Slice offers a solution. Its technology, once linked up to your email account, works in the background to extract all of the receipts, order confirmations, shipping notices, back-order messages – all of your post-purchase information – and presents it back to you in a format that is easy to save and act upon.
You can use it on the web, and as either an iOS or android app.
Over the recent holiday shopping period, Slice added a powerful new feature that alerts you when a merchant you purchased an item from lowers the price within a month afterward, which usually means you qualify for a refund.
“This has been the source of tremendous delight among our users this holiday season,” says Madan. “When you buy something, we continue to monitor the price of that item from the merchant for about four weeks or so, and if it drops we send you an alert with detailed instructions about how to get a refund.
“We put money in people's pockets they wouldn't have gotten otherwise. Most merchants say 'if the price drops in the next 30 days we will match it for you' but the reality is it's almost impossible for consumers to monitor that site for price drops.
“That’s very programmable for a machine, however. So while as a consumer you're never going to be able to do that well for yourself, for us it is easy.”
As often is the case at startups that pay close attention to user feedback, the idea for this originated with Slice users, who asked the company, since it was already monitoring their purchases, whether it could build in such a feature.

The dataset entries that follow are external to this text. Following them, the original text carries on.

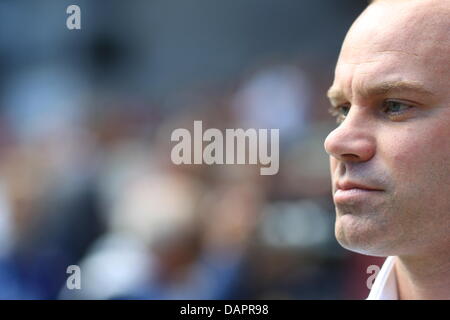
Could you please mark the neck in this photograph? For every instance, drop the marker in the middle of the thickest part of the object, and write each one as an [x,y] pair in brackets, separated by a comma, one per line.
[424,277]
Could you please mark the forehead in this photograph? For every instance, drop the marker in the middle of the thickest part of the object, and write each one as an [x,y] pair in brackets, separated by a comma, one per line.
[397,40]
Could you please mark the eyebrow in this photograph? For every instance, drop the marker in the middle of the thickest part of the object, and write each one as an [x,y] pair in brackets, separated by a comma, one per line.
[336,95]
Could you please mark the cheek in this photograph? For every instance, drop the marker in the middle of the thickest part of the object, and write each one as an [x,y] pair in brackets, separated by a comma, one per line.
[418,157]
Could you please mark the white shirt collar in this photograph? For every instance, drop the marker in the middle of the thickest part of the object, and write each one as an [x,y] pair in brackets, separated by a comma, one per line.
[385,285]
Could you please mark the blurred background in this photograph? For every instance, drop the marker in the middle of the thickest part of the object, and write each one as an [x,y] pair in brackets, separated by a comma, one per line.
[86,178]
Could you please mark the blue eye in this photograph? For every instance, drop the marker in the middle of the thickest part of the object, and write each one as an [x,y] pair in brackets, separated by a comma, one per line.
[340,112]
[395,107]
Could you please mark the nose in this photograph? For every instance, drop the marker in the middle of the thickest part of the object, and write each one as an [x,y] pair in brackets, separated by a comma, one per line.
[353,140]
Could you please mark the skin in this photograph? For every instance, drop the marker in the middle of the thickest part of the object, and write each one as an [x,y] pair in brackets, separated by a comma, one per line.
[391,93]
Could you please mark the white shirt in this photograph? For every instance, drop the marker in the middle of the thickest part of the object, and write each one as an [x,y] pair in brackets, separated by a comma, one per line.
[385,285]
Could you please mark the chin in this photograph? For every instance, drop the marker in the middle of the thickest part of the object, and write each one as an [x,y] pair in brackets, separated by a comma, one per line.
[362,235]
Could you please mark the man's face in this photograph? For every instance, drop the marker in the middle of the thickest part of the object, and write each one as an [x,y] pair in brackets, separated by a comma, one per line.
[390,155]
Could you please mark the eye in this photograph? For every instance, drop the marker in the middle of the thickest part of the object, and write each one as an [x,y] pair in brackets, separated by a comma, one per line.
[394,108]
[340,112]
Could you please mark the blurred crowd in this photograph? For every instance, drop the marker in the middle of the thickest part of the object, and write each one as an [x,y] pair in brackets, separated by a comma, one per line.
[85,172]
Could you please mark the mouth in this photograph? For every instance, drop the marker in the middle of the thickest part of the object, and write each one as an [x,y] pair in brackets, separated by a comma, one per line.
[348,191]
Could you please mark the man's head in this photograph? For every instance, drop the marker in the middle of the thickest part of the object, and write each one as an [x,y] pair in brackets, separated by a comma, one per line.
[390,155]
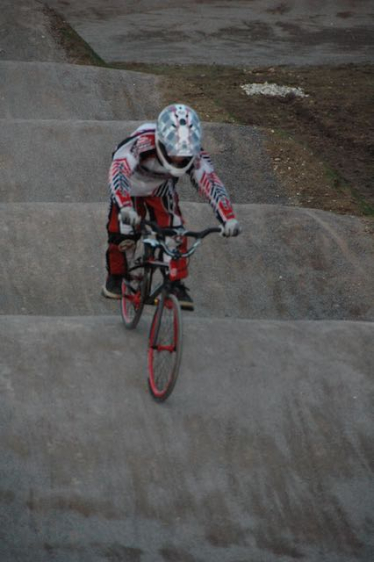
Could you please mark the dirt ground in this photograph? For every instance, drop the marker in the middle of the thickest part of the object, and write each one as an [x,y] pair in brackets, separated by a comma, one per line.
[321,146]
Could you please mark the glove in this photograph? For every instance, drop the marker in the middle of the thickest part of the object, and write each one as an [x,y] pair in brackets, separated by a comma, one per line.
[231,228]
[128,215]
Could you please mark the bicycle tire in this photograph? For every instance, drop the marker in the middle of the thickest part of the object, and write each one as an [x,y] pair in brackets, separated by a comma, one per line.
[134,292]
[164,355]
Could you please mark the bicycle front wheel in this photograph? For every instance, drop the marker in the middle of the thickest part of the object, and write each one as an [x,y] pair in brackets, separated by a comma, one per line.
[134,292]
[164,348]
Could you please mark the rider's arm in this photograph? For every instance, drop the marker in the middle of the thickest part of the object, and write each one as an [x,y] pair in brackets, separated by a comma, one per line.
[122,167]
[208,184]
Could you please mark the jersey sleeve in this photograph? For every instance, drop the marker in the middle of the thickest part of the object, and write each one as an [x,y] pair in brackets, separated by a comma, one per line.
[209,186]
[125,161]
[120,172]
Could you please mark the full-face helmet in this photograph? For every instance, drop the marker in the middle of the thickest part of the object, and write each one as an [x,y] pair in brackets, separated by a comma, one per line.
[178,138]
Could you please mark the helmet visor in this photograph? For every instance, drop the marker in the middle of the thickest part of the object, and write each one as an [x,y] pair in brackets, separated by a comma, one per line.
[179,162]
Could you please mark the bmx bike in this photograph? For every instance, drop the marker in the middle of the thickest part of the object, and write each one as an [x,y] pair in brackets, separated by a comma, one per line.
[165,338]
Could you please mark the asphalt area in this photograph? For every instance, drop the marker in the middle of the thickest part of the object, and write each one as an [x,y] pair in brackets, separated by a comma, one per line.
[321,145]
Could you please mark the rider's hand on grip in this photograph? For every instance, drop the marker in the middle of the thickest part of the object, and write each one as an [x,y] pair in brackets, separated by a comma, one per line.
[128,215]
[231,228]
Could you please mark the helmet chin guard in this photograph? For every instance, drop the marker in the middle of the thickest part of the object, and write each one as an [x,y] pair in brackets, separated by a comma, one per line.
[178,138]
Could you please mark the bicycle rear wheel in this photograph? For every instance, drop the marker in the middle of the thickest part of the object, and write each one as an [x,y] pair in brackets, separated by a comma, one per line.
[134,292]
[164,348]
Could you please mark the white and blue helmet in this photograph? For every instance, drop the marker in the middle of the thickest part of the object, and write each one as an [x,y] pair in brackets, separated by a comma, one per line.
[178,138]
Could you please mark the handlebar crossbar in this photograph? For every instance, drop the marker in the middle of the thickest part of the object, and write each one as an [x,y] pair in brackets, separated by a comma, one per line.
[178,230]
[162,232]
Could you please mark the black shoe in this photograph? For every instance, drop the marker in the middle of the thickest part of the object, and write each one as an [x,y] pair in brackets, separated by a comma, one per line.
[113,287]
[180,291]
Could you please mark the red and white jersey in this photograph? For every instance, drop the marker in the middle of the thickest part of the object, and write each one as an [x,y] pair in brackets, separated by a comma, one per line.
[137,172]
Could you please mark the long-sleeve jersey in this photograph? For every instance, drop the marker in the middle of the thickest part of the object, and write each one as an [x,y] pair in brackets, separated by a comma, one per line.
[136,171]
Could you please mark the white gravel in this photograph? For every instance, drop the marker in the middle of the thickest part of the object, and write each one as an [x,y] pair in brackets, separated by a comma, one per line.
[267,89]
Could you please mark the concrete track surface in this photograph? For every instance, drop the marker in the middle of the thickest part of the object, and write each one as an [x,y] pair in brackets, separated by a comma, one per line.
[264,452]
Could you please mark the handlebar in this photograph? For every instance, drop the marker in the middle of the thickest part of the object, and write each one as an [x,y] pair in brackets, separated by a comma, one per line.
[178,230]
[162,232]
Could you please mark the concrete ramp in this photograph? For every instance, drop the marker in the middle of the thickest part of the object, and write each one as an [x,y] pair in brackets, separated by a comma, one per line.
[288,264]
[264,451]
[34,90]
[77,154]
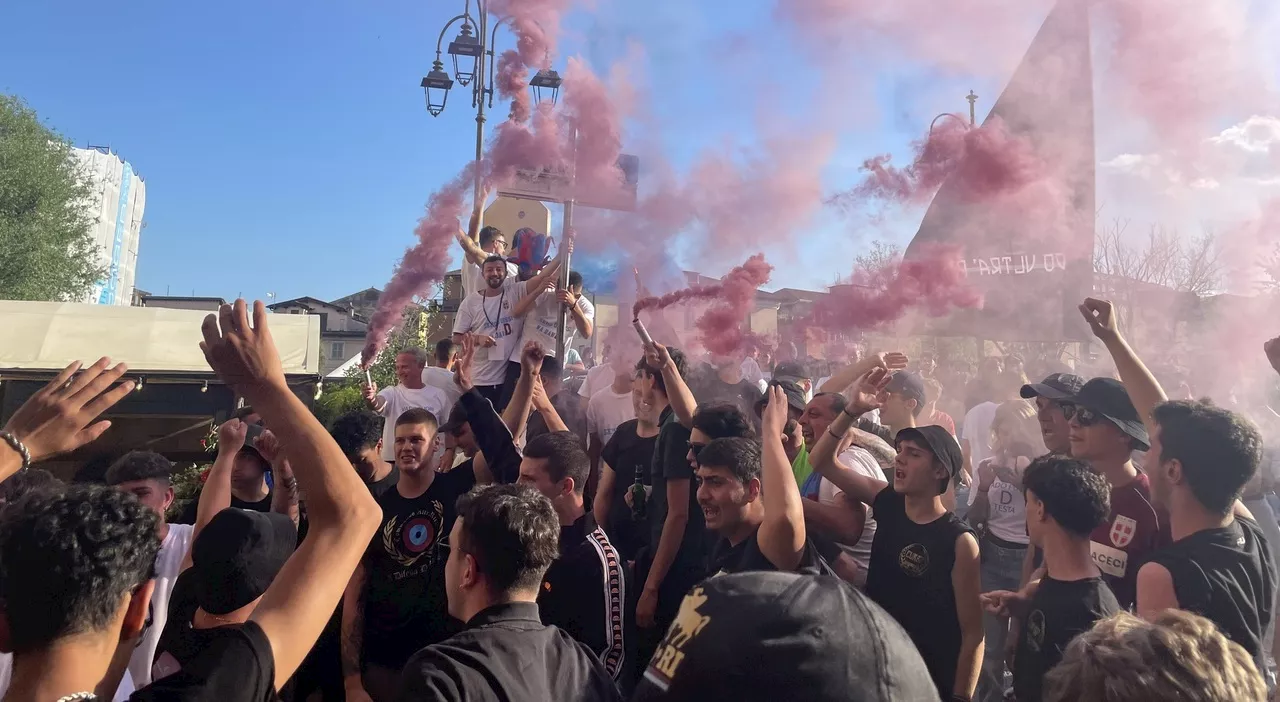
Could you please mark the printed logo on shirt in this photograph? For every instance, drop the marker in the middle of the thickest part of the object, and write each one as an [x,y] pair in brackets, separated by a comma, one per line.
[1123,530]
[164,666]
[671,652]
[416,536]
[914,560]
[1111,561]
[1036,630]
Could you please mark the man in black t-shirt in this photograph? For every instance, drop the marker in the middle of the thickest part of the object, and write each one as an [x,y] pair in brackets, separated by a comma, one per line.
[1200,460]
[722,382]
[584,591]
[360,436]
[1065,502]
[248,479]
[1219,565]
[503,539]
[396,601]
[234,560]
[924,568]
[749,497]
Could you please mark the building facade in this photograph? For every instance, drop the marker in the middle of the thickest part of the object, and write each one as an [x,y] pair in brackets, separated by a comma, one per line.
[117,201]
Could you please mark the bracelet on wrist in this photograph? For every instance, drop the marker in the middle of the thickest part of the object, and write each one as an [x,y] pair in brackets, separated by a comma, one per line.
[21,448]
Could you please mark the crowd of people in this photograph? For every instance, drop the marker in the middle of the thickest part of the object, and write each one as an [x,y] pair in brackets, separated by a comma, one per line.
[680,530]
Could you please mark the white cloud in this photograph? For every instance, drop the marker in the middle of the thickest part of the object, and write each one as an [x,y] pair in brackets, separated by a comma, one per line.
[1256,135]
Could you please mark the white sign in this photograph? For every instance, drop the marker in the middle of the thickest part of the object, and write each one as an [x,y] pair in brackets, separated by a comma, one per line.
[554,186]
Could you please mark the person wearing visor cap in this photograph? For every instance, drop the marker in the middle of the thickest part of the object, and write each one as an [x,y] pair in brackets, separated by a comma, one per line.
[1105,431]
[924,564]
[234,559]
[1217,563]
[1050,395]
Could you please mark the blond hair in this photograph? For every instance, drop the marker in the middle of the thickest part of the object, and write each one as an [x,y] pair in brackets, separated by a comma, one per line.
[1178,656]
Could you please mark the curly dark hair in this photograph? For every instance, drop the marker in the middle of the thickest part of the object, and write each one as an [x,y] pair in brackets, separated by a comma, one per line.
[140,465]
[741,456]
[1220,450]
[91,542]
[566,456]
[722,420]
[513,534]
[1073,495]
[677,359]
[22,483]
[356,431]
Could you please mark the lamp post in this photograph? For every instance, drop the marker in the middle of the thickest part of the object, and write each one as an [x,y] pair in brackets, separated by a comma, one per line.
[471,55]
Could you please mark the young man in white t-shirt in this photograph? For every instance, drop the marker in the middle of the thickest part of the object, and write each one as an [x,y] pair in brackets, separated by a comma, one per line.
[410,393]
[493,242]
[489,315]
[145,474]
[439,374]
[540,311]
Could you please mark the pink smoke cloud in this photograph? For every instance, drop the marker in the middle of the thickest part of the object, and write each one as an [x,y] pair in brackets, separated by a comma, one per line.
[987,162]
[876,297]
[423,265]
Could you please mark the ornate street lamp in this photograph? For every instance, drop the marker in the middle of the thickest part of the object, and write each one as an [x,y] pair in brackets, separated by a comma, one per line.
[435,87]
[549,81]
[467,48]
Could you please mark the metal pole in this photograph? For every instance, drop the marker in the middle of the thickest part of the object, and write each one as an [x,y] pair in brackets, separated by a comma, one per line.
[561,336]
[479,92]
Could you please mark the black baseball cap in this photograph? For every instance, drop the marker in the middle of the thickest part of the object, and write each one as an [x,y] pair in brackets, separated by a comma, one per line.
[1059,386]
[940,442]
[237,555]
[794,392]
[908,384]
[784,636]
[1107,397]
[791,372]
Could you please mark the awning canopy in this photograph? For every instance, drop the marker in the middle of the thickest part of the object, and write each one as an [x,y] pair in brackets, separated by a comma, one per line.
[49,336]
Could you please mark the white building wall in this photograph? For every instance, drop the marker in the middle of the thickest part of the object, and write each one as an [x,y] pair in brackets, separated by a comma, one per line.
[115,209]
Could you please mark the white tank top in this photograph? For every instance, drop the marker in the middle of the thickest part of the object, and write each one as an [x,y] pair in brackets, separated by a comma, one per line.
[1006,518]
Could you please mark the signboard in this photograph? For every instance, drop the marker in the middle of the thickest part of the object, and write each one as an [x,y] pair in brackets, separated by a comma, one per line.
[554,186]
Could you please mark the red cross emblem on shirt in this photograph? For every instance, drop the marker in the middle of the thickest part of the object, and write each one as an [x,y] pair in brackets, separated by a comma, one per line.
[1123,530]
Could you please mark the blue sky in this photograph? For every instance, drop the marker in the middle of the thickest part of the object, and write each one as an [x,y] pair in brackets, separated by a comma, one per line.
[286,145]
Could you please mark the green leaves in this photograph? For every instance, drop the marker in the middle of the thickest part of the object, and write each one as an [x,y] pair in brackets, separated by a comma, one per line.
[48,251]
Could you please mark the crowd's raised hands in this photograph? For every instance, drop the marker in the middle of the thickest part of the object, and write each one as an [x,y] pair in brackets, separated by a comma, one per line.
[60,416]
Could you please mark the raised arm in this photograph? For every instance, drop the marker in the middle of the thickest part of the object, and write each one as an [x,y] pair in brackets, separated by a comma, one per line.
[1144,392]
[516,415]
[342,513]
[871,393]
[548,273]
[352,636]
[848,375]
[284,497]
[493,437]
[967,584]
[62,416]
[470,246]
[782,533]
[682,401]
[543,406]
[215,495]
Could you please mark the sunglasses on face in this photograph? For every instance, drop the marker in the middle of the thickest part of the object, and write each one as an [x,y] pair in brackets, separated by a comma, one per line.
[1083,416]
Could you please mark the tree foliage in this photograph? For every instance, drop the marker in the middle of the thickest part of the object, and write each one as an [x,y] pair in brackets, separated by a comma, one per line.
[49,253]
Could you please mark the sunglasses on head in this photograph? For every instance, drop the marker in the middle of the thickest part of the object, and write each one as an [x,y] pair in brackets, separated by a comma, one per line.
[1083,416]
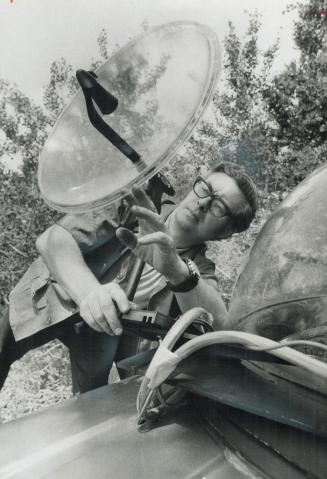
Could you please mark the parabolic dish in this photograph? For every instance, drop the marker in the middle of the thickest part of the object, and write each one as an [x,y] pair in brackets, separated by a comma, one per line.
[163,81]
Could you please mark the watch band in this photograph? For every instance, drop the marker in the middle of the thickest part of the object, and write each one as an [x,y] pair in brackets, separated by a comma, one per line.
[190,282]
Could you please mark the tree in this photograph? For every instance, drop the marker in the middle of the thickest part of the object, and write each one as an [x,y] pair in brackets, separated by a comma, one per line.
[239,130]
[297,103]
[24,127]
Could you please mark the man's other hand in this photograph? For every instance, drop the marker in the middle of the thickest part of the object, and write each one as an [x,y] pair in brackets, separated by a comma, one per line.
[153,243]
[101,308]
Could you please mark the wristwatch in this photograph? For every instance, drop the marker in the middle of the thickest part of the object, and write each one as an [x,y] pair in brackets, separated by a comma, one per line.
[190,282]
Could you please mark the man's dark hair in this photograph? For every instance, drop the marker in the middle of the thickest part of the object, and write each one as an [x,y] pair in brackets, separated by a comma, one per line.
[243,217]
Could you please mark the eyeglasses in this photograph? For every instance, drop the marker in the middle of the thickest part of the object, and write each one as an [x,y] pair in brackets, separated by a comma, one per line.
[218,206]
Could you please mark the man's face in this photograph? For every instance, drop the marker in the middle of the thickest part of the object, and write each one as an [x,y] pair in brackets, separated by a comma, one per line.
[195,218]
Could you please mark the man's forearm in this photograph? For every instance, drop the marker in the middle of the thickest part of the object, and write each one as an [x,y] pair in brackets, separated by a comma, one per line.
[65,261]
[206,296]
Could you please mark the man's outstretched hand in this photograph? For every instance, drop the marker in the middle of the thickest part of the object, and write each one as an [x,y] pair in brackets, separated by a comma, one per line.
[153,243]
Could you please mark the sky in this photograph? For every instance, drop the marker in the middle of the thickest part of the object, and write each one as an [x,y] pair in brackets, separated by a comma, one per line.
[33,33]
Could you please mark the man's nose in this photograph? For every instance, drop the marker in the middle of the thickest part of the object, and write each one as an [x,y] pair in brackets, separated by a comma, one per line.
[204,203]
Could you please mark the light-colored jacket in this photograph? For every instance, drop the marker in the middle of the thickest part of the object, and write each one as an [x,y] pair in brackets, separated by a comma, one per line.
[38,301]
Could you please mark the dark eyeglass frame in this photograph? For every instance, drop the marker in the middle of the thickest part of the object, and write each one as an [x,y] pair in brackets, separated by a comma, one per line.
[213,196]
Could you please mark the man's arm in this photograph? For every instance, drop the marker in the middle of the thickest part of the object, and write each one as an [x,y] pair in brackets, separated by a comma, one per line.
[155,246]
[65,261]
[204,294]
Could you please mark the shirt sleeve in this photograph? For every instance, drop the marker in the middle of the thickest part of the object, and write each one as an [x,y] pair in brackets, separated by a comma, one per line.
[93,229]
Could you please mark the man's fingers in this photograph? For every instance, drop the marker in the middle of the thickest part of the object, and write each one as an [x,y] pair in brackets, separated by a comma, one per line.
[157,238]
[86,314]
[142,198]
[101,317]
[150,217]
[127,237]
[110,313]
[120,298]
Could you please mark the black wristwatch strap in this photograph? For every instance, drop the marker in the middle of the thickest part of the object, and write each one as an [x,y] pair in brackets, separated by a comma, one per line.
[190,282]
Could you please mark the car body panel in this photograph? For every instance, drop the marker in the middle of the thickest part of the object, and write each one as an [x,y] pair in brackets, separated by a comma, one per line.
[95,435]
[282,289]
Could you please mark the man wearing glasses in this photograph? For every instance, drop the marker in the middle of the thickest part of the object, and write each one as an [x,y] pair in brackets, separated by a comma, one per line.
[84,270]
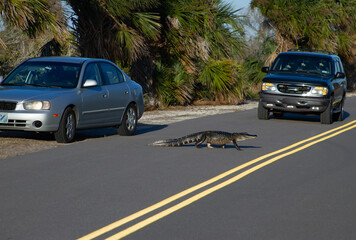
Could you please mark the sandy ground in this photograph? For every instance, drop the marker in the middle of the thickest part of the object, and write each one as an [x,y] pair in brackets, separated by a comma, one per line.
[20,143]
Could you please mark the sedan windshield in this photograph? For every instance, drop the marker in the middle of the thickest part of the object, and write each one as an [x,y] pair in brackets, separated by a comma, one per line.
[44,74]
[303,64]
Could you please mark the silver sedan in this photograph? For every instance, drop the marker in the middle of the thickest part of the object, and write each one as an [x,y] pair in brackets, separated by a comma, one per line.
[62,94]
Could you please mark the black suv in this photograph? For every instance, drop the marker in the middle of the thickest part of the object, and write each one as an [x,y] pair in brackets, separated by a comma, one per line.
[304,81]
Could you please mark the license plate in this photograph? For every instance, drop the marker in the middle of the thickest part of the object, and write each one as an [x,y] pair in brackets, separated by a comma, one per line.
[3,118]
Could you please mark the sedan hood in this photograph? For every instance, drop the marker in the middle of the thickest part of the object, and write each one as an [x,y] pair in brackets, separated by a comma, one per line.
[19,94]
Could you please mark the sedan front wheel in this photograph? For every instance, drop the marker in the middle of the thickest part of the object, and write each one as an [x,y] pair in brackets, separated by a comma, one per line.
[129,121]
[67,127]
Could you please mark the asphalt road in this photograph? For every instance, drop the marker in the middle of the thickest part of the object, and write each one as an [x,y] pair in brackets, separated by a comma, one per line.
[278,187]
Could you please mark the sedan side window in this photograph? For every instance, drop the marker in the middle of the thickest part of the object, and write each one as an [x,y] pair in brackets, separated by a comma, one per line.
[111,74]
[92,72]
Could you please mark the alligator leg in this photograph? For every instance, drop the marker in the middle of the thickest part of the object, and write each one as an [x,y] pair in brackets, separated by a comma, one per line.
[199,142]
[236,146]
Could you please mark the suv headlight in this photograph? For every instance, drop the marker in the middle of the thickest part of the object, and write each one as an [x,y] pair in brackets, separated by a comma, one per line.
[319,91]
[37,105]
[269,87]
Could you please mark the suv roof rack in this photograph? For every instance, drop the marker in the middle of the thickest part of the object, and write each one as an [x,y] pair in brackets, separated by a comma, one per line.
[310,50]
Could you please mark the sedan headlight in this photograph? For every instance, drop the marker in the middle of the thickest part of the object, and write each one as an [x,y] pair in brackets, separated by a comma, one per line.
[37,105]
[319,91]
[269,87]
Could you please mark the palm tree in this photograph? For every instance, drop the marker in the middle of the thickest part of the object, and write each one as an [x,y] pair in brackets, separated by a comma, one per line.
[322,24]
[116,30]
[205,37]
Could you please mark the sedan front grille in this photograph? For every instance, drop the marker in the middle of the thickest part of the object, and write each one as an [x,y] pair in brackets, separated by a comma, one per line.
[7,105]
[293,89]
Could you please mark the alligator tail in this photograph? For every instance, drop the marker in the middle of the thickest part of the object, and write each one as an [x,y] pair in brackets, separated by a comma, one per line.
[192,138]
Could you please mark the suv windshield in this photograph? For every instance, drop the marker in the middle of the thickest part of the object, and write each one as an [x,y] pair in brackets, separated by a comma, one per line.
[44,74]
[303,64]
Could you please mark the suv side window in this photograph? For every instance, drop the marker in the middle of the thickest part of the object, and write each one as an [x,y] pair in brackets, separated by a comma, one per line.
[92,72]
[111,74]
[340,66]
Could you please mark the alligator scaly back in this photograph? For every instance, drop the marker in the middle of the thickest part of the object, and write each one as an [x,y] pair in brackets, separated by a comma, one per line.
[192,138]
[211,137]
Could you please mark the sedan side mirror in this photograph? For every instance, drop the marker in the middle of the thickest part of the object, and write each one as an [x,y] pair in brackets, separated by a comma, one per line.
[90,83]
[340,75]
[265,69]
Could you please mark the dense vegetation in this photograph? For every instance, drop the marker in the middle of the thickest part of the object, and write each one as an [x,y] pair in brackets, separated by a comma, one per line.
[180,51]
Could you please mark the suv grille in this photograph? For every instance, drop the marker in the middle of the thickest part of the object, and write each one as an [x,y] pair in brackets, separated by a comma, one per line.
[7,105]
[293,89]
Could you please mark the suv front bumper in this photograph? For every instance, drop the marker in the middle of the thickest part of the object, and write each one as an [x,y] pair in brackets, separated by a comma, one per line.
[283,103]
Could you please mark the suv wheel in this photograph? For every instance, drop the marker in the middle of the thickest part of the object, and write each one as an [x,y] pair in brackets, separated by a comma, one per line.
[326,117]
[340,115]
[263,113]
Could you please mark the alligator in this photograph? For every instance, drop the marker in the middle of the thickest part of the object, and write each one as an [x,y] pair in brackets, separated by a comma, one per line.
[211,137]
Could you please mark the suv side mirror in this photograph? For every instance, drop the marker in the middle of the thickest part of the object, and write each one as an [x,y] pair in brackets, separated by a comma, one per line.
[265,69]
[340,75]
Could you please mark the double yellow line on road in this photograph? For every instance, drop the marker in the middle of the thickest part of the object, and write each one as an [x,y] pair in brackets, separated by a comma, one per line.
[307,143]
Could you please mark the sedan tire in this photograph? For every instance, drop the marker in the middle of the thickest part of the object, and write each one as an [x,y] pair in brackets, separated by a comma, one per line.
[67,127]
[129,121]
[262,113]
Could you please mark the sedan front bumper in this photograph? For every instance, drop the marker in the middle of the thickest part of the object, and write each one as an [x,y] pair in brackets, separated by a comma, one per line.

Slice also operates as an “ownership graph,” a concept we covered recently with our profile of Mine.
When it pulls the receipts and other data out of your email account, it actually gets everything from the past seven years or so, so right from day one it represents a rich source of data on your purchasing history and preferences.
Slice categorizes purchased items into a taxonomy – electronics, apparel, home & kitchen, etc.
While it has over 2,000 online merchants in its database, Slice has also developed a capability of recognizing the hundreds of thousands of smaller retailers out along the “long tail” of ecommerce.
“We have processed $1.5 B worth of purchases, 50 million items from some 500,000 merchants,” says Madan.
Unlike Mine, Slice is not a social shopping app.
“This is a service for you to manage your shopping information, not for sharing purchases with your friends,” explains Madan. “So if you sign in with Facebook Connect, we do not import your social graph. Our view is that users don't want to share everything, but are very selective.
“Thus, you can share if you wish, for example, you can track a package with a friend. We think people may want to share in some categories – travel, books, music, for example – and are working on a book sharing app now.”
Madan showed me how the massive amount of data Slice has accumulated about shopping patterns yields fascinating connections, such as how people who buy certain brands of gourmet foods will tend to also own a certain book and also favor one set of electronic brand, Apple, say, over another, like Samsung.
The company will probably eventually start recommending products to its users based on these anonymized data-mining insights.